After a meeting with representatives of the Serb minority in Kosovo, Albanian Prime Minister Sali Berisha announced on Thursday the gifting of a 400,000 euro grant to the community of Gracanica.
Berisha held a joint meeting with Slobodan Petrovic, head of the Serbian Liberal Party in Kosovo, where he expressed his government’s desire for improved ethnic relations within Kosovo.
The Albanian premier also announced that he had invited Serbian President Boris Tadic for an official visit to Albania and the two governments were working out the details.
“President Tadic and I value developing the relationship between our two countries in order to open a new chapter,” Berisha said during the press conference. “President Tadic is welcome in Albania and I must say we are working on his coming visit, an invitation which he has gladly accepted,” Berisha added.
Petrovic praised the grant for the Gracanica municipality as “More than a symbolic gesture… sending a positive message for the citizens of Albania, Kosovo and the region.”
Albania-Serbia relations have enjoyed a sort of honeymoon period in recent months, despite holding completely opposite views on Kosovo’s unilateral declaration of independence.

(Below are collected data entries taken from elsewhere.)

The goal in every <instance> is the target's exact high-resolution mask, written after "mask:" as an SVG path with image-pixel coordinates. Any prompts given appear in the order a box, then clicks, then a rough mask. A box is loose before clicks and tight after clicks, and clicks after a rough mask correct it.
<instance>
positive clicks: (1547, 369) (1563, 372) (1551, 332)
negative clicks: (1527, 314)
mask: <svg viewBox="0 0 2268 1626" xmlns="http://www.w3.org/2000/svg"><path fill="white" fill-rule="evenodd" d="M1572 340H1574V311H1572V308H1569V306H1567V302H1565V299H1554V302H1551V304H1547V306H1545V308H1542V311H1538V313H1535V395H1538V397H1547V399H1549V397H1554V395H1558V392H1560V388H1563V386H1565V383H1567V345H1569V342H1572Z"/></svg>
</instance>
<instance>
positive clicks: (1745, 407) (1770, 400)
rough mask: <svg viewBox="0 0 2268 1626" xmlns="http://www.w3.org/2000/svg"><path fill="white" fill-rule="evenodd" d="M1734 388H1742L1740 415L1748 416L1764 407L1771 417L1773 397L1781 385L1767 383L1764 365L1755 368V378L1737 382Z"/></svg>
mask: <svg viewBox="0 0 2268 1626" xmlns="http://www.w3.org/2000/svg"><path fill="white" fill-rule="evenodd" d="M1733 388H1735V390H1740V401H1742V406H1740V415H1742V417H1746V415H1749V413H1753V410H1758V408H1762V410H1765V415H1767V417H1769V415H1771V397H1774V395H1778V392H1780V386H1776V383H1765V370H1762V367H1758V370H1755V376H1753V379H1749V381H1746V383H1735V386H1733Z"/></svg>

In a meeting in October, Albania’s Foreign Minister Ilir Meta and his Serbian counterpart Vuk Jeremic, agreed to strengthen cooperation between their two countries.
The joint press conference followed a regional conference of the so-called Visegrad states in Budapest on Tuesday.
While the countries hold opposed views on Kosovo’s independence, the Albanian minister underlined that “Kosovo’s future, similar to the future of the region, is European.”
Tensions between Tirana and Belgrade flared in August after Albanian Prime Minister Sali Berisha spoke of the “national unification” of regional Albanians during an interview with a local broadcaster.
The statement elicited a protest note from Serbia’s Foreign Affairs Ministry, which described the comment as “provocative and a breach of its [Serbia’s] sovereignty and territorial integrity.”
Kosovo declared independence on February 17, 2008, and has been recognized as a sovereign state by 63 countries, including the US and a majority of the EU. Belgrade maintains that it remains an integral part of Serbia.